The pandemic isn’t over, and now the Centers for Disease Control and Prevention (CDC) has come out with new guidelines regarding mask-wearing.
The CDC suggests fully vaccinated, and unvaccinated people wear masks in public indoor settings in its new recommendations, only in areas across the country where COVID-19 is spreading the fastest. (For unvaccinated people, you should be wearing a mask in basically most contexts.) And some states really need to be following this updated guidance.
Experts are worried about the Delta variant, which is causing cases to rise all over the country. Not only that, but research suggests that vaccinated people who have been infected with the Delta variant can still transmit the virus to others as readily as the unvaccinated. And that’s the motivator behind the third change in guidance on indoor mask-wearing in just as many months.
The agency’s new guidance isn’t a universal one. Instead, it’s recommended for areas where there are “substantial” or “high” numbers, meaning there’s a positivity rate higher than 5 percent, or more than 50 cases per 100,000 people in the area. This is also the overall guidance that kids, teachers, and support staff from kindergarten through the end of high school all wear masks indoors when K-12 school opens again in the fall.

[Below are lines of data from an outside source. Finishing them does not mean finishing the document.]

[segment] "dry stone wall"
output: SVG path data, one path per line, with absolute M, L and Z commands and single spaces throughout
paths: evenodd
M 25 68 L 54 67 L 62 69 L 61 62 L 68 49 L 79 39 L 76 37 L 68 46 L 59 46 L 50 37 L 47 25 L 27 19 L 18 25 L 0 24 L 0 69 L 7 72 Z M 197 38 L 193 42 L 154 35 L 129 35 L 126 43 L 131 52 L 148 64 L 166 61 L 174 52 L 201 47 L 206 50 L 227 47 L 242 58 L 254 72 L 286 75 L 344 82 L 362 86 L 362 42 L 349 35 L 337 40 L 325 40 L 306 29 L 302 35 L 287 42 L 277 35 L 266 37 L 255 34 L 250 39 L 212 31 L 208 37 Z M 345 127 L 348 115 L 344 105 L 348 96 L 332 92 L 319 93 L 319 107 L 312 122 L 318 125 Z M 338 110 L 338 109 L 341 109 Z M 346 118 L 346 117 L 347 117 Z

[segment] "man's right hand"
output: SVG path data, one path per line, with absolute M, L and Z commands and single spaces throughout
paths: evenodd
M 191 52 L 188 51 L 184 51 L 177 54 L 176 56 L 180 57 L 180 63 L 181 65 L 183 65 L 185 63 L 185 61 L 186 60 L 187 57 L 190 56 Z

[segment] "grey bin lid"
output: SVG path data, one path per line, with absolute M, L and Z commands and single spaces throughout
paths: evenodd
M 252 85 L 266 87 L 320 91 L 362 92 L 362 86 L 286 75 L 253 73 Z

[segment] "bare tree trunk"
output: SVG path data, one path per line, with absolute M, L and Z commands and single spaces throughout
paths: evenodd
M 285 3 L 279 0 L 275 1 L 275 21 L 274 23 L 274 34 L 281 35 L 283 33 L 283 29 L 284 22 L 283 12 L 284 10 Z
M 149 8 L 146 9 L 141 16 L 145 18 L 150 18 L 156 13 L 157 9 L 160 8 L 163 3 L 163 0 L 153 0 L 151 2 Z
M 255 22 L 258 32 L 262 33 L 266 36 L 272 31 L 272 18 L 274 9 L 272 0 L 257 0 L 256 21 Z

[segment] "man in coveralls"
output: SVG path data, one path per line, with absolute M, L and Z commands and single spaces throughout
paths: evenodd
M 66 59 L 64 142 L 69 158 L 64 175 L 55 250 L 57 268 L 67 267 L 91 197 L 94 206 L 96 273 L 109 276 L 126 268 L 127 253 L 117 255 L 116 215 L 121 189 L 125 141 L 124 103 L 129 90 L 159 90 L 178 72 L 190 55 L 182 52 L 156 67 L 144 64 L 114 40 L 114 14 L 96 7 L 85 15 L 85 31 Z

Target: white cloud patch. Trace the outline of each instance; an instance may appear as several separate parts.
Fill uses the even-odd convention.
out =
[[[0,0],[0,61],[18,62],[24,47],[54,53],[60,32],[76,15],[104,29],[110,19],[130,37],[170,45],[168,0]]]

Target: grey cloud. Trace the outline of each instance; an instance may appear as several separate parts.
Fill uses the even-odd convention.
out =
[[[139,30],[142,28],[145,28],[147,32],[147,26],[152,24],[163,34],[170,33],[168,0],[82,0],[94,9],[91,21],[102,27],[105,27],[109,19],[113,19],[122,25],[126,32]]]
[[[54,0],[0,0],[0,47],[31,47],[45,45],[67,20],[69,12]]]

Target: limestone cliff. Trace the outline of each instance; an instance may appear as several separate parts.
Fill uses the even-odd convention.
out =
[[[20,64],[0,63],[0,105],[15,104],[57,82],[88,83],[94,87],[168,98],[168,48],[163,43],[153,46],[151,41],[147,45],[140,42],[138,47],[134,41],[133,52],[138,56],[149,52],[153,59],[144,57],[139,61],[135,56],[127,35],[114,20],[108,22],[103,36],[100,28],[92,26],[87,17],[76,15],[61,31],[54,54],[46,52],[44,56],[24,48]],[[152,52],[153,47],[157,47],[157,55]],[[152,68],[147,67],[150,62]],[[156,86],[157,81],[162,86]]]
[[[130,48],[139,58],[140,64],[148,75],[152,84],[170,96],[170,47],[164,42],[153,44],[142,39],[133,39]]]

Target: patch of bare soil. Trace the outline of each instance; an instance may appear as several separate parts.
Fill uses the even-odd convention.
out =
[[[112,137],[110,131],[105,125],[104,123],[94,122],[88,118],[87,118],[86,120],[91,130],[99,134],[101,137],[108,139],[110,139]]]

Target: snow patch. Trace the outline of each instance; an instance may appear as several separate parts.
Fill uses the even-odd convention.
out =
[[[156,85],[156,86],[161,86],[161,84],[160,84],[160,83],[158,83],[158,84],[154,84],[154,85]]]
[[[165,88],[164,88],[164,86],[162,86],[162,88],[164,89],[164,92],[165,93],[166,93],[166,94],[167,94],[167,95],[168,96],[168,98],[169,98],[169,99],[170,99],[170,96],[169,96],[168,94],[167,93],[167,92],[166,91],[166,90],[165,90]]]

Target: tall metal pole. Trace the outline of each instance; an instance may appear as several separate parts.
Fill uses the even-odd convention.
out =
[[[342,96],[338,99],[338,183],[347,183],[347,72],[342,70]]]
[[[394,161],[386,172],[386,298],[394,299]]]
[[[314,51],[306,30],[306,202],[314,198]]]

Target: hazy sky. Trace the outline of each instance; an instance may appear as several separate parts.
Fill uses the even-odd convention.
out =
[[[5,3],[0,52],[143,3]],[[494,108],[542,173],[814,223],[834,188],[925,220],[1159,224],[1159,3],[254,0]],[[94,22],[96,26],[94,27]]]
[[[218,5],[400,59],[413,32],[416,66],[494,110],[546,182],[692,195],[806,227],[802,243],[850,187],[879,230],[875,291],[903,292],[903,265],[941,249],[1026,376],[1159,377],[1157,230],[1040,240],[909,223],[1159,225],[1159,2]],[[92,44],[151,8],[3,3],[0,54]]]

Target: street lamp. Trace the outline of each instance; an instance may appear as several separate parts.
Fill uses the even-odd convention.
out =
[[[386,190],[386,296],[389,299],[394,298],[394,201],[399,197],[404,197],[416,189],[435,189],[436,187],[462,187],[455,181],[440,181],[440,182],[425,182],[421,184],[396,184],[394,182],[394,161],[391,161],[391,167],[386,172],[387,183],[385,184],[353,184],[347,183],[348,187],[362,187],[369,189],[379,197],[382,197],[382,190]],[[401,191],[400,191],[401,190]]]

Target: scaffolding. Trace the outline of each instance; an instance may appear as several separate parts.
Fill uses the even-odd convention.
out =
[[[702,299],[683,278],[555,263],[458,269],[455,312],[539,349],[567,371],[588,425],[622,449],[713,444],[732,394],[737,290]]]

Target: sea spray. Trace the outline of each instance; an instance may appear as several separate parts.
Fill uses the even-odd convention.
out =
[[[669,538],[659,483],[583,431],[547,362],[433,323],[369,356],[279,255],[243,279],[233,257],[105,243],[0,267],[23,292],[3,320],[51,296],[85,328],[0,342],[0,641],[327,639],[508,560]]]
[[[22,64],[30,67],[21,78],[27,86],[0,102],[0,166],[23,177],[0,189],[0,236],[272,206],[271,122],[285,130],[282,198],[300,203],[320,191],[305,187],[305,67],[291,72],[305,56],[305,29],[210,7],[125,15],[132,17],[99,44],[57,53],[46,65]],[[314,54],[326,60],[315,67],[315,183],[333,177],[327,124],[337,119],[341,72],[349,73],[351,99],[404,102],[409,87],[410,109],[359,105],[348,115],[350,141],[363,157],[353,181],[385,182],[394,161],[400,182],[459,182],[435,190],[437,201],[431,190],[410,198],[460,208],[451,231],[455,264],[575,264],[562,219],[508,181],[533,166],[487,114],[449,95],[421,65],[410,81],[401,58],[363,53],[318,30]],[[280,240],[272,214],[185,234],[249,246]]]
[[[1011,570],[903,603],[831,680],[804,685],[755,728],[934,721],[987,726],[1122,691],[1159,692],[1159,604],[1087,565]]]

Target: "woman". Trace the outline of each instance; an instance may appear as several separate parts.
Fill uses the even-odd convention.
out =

To help determine which states fall in the areas where a mask would be necessary indoors, the CDC has released an interactive map broken down into counties. And at first glance, a lot of the states fall in that “substantial” or “high” markers where masks are necessary.
According to the data provided by the CDC, 49.94 percent of counties across the US are considered “high risk,” with an additional 16.68 percent landing in the “substantial” category based on cases of positivity. Some counties are currently in the “moderate” (24.75 percent) and “low” (8.6 percent) categories, but they’re definitely the minority.
“It is not a welcome piece of news that masking is going to be a part of people’s lives who have already been vaccinated,” CDC Director Rochelle Walensky said. However, she notes that this “could have been avoided with higher vaccination coverage.”